Step 1: Find the horizontal velocity component (Vx).
The horizontal velocity (Vx) can be obtained by multiplying the initial velocity (V) by the cosine of the angle (θ).
Vx = V * cos(θ)
Vx = 75.0 m/s * cos(60°)
Step 2: Calculate the time for the ball to reach the wall.
The time (t) can be calculated by dividing the horizontal distance (d) by the horizontal velocity (Vx).
t = d / Vx
t = 27.0 m / (75.0 m/s * cos(60°))
Now, let's solve the equation:
Vx = 75.0 m/s * cos(60°)
Vx = 75.0 m/s * 0.5
Vx = 37.5 m/s
t = 27.0 m / (37.5 m/s)
t ≈ 0.72 s
Therefore, it takes approximately 0.72 seconds for the ball to reach the wall.
Now let's calculate the maximum height reached by the ball.
Step 1: Find the initial vertical velocity (Vy).
The initial vertical velocity (Vy) can be obtained by multiplying the initial velocity (V) by the sine of the angle (θ).
Vy = V * sin(θ)
Vy = 75.0 m/s * sin(60°)
Step 2: Calculate the time of flight (T).

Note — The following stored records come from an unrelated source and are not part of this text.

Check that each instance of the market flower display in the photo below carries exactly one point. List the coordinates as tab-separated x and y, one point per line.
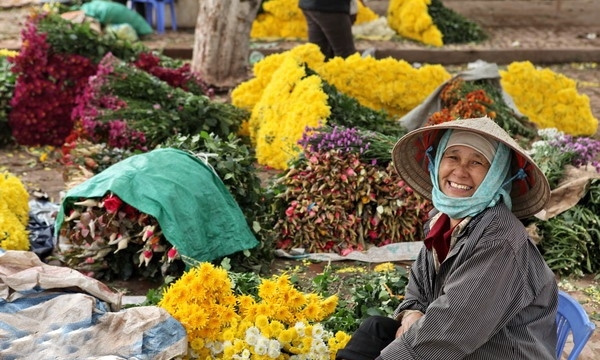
280	322
549	99
284	98
14	213
104	237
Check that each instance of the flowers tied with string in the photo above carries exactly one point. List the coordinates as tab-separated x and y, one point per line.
279	322
105	236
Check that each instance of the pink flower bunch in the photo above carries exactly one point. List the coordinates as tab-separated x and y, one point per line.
45	91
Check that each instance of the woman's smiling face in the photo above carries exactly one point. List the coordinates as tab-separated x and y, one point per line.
461	171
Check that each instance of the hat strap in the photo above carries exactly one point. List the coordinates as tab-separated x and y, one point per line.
430	158
520	175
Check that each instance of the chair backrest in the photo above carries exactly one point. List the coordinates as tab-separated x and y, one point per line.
572	318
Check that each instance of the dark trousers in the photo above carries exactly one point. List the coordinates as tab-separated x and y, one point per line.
140	8
373	335
332	32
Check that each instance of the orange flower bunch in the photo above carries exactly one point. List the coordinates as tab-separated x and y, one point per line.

The total time of flight (T) can be calculated using the equation:
T = 2 * t
T = 2 * 0.72 s
Step 3: Calculate the maximum height (h).
The maximum height (h) can be calculated using the equation:
h = Vy * T - (0.5 * g * T^2)
Where g is the acceleration due to gravity (approximately 9.8 m/s^2).
Now, let's solve the equation:
Vy = 75.0 m/s * sin(60°)
Vy = 75.0 m/s * 0.866
Vy ≈ 64.95 m/s
T = 2 * 0.72 s
T = 1.44 s
h = 64.95 m/s * 1.44 s - (0.5 * 9.8 m/s^2 * (1.44 s)^2)
h ≈ 93.05 m
Therefore, the maximum height reached by the ball is approximately 93.05 meters.